To be precise, it is not the ID of the vehicle but the ID/MAC of the EVCC.

It contains the MAC address of the EVCC

Also, the MAC is not static and defined for a different application. Thus it is being misused here.

A media access control address (MAC address) is a unique identifier assigned to a network interface controller (NIC) for use as a network address in communications within a network segment. (…) Many network interfaces, however, support changing their MAC address. https://en.wikipedia.org/wiki/MAC_address

I propose to include a proper description and a warning.

Also it is not recommended to use two different representations depending on external factors. It should be transformed to a single representation.

Netzwerk-Adresse des verwendeten Ladecontrollers während des Ladevorgangs.
Dargestellt als 6 Bytes in hexadezimaler Schreibweise, z.B. "01234567ABCD".
Achtung: Diese ID kann nicht sicher zur Benutzerzuordnung verwendet werden, 
da die darin enthaltenen Daten dazu nicht vorgesehen sind.
mhei commented 1 year ago

To be precise, it is not the ID of the vehicle but the ID/MAC of the EVCC.

That's true. Especially in case the EV has Wifi onboard etc. pp. then mentioning the "Ladecontroller" makes absolute sense.

It contains the MAC address of the EVCC

Also, the MAC is not static and defined for a different application. Thus it is being misused here.

There are indeed vendors who do not use static MAC addresses for the EVCC. And yes, the original application of the MAC addresses is the network connection, not as identification for billing. I don't want to judge about a "misuse" here - effectively it is "lived practice", e.g. when used with Autocharge.

I propose to include a proper description and a warning.

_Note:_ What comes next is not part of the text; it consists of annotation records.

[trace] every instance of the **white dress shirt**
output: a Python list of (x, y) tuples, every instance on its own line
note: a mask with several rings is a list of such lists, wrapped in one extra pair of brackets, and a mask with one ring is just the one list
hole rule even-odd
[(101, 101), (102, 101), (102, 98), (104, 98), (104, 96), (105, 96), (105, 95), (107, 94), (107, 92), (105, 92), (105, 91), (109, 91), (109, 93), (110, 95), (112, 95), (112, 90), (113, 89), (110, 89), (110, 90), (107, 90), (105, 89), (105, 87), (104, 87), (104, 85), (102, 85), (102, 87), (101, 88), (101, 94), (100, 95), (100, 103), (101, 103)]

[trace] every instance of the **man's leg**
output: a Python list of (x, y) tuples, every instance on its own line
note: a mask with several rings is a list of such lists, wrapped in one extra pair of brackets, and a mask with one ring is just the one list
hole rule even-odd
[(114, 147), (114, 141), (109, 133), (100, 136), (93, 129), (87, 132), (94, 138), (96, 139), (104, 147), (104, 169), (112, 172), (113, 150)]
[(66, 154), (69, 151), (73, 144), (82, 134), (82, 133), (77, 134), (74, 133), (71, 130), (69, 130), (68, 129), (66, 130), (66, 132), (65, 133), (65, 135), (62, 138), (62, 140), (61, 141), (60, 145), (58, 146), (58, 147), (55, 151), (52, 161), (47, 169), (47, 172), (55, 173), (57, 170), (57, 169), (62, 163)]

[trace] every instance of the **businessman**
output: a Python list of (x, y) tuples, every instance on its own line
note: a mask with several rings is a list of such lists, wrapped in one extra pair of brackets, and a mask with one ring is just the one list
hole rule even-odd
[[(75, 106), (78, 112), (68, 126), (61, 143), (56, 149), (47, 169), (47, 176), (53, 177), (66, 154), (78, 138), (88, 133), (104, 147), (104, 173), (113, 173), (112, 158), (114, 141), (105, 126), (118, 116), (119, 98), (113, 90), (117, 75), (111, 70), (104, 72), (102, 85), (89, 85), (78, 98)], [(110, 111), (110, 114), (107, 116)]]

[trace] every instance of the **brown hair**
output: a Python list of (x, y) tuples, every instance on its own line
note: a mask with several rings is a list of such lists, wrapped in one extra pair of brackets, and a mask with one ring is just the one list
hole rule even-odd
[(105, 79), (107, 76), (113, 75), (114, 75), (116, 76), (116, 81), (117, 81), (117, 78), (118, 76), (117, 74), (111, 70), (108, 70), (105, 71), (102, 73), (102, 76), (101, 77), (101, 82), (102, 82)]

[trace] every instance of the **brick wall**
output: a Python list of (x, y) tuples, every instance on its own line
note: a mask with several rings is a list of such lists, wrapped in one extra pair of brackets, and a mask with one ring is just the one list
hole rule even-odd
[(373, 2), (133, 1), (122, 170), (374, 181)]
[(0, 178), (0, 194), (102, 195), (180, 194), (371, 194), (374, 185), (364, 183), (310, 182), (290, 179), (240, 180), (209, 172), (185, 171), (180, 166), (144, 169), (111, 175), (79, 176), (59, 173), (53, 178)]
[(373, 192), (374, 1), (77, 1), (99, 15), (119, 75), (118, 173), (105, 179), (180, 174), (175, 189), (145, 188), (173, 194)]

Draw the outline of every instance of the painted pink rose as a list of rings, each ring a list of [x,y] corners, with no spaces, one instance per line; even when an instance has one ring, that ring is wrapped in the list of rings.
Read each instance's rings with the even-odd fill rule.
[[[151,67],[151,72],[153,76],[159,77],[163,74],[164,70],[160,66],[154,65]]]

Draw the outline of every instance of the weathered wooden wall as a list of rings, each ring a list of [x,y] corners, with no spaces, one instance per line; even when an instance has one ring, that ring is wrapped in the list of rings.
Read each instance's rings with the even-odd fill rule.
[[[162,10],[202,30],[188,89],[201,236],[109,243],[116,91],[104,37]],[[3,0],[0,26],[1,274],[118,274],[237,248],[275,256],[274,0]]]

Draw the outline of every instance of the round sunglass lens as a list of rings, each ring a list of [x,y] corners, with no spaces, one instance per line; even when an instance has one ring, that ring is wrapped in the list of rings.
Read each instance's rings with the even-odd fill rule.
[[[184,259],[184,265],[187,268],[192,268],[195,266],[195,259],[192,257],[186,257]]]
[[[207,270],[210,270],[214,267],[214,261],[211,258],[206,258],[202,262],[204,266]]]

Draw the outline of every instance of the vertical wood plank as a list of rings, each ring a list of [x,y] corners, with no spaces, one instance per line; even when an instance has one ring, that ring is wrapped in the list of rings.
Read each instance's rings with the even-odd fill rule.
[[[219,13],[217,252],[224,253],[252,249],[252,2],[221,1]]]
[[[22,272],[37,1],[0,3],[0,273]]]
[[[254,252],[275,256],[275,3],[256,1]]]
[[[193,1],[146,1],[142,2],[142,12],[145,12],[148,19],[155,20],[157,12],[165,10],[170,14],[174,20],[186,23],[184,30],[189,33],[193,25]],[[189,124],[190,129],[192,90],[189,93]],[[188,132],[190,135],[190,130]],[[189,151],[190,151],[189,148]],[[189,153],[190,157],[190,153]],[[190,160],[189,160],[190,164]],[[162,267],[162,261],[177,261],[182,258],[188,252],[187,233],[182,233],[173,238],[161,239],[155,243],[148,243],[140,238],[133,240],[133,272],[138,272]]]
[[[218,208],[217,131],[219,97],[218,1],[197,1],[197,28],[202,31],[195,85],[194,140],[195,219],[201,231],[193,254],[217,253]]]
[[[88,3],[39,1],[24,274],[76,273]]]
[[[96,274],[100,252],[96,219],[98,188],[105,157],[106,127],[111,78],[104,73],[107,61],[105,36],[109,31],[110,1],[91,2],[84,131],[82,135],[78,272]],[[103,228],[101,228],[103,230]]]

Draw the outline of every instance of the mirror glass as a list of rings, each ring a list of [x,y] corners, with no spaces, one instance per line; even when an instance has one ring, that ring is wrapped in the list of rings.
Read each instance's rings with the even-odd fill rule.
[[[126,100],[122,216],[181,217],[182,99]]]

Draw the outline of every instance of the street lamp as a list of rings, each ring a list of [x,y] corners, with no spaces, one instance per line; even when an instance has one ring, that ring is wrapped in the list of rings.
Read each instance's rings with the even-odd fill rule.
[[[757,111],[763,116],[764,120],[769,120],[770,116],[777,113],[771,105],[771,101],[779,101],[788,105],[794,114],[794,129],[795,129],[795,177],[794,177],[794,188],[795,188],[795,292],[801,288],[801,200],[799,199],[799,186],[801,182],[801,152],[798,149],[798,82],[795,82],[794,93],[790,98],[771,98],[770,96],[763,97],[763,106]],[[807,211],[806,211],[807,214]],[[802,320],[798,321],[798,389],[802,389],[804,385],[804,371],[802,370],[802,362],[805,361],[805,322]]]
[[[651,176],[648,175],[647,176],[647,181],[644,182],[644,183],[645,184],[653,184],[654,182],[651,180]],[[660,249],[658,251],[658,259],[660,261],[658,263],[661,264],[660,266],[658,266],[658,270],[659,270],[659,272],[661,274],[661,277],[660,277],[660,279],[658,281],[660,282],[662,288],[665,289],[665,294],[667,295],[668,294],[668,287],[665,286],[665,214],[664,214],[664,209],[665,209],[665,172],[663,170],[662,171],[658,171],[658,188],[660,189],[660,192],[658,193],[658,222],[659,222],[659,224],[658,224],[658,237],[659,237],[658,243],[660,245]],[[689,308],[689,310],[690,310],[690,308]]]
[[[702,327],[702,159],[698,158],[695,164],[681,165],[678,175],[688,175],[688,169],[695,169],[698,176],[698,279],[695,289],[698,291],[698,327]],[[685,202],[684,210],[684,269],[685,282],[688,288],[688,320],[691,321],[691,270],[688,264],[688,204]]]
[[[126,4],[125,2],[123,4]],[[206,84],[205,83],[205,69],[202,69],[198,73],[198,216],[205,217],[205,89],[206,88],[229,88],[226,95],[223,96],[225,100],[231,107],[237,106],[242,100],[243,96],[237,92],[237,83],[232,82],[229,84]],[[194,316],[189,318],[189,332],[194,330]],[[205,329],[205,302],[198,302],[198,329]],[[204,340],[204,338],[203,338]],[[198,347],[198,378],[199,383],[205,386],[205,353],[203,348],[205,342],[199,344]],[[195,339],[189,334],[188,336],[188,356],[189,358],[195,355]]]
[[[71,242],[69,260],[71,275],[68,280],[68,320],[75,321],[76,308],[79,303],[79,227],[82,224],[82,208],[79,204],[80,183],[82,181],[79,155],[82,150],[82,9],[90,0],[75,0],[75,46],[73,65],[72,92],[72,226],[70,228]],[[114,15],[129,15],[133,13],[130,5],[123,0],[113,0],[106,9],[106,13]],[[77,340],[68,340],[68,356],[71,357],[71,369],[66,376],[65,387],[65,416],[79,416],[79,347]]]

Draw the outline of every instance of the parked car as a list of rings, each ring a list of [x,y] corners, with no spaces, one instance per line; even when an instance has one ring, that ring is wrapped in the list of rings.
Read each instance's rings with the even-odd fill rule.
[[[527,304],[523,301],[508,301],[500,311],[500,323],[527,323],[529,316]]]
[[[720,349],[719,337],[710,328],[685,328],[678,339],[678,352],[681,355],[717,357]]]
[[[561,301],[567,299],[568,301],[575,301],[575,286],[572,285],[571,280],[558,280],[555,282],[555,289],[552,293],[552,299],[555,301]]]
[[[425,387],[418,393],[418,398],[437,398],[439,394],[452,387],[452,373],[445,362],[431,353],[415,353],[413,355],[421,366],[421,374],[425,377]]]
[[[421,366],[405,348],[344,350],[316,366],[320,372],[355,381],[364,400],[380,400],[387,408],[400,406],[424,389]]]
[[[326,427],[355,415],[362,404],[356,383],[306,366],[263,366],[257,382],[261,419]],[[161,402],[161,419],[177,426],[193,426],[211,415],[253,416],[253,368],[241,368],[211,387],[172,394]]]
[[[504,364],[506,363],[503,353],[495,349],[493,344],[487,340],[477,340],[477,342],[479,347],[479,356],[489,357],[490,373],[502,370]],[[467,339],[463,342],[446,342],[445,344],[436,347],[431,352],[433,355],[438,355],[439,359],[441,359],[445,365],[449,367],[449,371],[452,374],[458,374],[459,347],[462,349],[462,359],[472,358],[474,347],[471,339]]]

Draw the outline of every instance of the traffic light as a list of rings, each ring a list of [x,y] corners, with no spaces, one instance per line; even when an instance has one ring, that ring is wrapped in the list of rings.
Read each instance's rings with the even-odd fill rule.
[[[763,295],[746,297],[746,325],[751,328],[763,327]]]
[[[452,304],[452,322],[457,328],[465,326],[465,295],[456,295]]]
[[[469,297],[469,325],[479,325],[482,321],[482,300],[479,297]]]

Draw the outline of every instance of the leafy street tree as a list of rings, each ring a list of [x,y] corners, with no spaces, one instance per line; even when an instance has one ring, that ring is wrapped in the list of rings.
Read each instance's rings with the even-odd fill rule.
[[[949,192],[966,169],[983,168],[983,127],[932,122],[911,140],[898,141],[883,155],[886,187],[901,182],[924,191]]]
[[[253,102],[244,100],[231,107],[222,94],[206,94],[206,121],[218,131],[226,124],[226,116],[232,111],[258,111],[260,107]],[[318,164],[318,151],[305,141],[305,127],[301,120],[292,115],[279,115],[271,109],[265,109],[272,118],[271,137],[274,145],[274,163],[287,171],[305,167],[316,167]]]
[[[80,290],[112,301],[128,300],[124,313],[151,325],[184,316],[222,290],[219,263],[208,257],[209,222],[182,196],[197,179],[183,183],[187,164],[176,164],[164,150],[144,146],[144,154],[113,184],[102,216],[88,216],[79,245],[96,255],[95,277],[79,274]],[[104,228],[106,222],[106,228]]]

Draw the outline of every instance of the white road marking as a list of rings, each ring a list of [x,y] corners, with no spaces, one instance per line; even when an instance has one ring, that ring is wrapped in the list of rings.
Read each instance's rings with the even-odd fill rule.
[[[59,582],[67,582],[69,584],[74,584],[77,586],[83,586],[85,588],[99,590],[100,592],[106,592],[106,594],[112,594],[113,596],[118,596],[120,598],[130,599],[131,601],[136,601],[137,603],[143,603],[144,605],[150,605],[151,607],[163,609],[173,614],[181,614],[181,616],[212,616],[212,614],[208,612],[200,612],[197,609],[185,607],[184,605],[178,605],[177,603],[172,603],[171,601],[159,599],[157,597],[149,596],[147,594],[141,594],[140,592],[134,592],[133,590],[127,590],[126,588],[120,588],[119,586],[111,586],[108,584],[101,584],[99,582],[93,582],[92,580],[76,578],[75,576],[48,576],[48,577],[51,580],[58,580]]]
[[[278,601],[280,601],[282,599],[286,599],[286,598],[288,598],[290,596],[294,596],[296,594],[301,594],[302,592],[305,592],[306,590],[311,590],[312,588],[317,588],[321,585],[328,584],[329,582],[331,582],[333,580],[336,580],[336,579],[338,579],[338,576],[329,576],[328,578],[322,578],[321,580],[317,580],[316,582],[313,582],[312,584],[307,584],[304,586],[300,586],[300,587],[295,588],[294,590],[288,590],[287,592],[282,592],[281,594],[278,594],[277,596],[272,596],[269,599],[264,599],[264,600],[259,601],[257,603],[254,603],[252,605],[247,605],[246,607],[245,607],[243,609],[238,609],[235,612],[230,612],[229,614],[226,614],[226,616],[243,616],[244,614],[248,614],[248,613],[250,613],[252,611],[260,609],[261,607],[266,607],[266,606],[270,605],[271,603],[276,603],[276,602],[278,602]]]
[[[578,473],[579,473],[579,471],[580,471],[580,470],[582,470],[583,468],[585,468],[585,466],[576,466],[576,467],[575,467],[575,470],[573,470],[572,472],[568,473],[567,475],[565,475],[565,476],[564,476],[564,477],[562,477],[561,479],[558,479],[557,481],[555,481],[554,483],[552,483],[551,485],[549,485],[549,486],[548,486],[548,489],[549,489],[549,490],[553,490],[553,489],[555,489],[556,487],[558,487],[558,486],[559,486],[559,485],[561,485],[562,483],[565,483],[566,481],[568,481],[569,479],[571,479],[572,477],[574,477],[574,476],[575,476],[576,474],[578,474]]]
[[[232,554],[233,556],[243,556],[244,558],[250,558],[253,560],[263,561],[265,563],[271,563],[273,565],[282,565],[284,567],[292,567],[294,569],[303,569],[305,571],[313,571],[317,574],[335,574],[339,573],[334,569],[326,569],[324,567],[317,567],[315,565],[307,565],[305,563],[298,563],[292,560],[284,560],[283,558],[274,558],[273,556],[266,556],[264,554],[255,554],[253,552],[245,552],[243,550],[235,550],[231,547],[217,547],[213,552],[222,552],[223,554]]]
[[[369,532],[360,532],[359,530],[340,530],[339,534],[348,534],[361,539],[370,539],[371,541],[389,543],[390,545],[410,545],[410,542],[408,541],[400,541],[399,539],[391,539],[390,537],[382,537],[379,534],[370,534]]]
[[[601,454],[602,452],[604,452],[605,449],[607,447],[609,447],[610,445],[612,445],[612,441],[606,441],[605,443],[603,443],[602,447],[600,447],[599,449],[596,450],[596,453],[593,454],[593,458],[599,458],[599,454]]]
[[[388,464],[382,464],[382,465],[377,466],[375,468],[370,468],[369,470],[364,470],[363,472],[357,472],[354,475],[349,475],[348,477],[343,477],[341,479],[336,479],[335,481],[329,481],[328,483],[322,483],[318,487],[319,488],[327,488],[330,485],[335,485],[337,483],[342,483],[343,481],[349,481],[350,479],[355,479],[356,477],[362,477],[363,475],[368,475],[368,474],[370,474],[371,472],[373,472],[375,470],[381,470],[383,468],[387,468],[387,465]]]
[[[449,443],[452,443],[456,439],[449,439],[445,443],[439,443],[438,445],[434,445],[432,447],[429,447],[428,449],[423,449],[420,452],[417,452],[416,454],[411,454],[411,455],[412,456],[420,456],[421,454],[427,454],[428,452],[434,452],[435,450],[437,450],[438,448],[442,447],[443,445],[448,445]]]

I partly agree: a proper description is fine, but a warning is not justified in my eyes: as mentioned, it is reality that EVs are identified with their MAC addresses. To be honest, I don't know whether Autocharge is already part of any Eichrecht-certified solution of any charging station vendor. But if we warn here that MAC addresses could be forged, then we must included a warning about forged UIDs of RFID cards, too.

Also it is not recommended to use two different representations depending on external factors. It should be transformed to a single representation.

I do not agree. It is a fact that different standards use the same name with different content. Fortunately, the content used is a clear indication of the standard used (length of content, characters used). It's not pretty, I'll admit, but cramming it into a consistent format would only make the situation worse. I suggest that standards bodies do more thinking in the future, especially when standards are related.

ahzf commented 1 year ago

We have in Europe PSD2 for any kind of payment. A MAC address is not even mentioned there. AutoCharge therefore cyber crime and you all have to go to jail for supporting this.

Sure, RFID UIDs are also stupid, but at least we can have many RFID cards. There is only one MAC address.

simonschllng commented 1 year ago

But if we warn here that MAC addresses could be forged, then we must included a warning about forged UIDs of RFID cards, too. No, the warning should be about the misuse.

I do not agree. It is a fact that different standards use the same name with different content. Then it would be good to make it two different properties explicitly.

mhei commented 1 year ago

We have in Europe PSD2 for any kind of payment. A MAC address is not even mentioned there.

This is a helpful hint. I did not read into it, probably I should.

AutoCharge therefore cyber crime and you all have to go to jail for supporting this.

What should we do with such a sentence? What is your proposal? Please elaborate!

Sure, RFID UIDs are also stupid, but at least we can have many RFID cards. There is only one MAC address.

According to my knowledge, Autocharge is an opt-in for each user - nobody forces you to link your charging account with one or more EVs.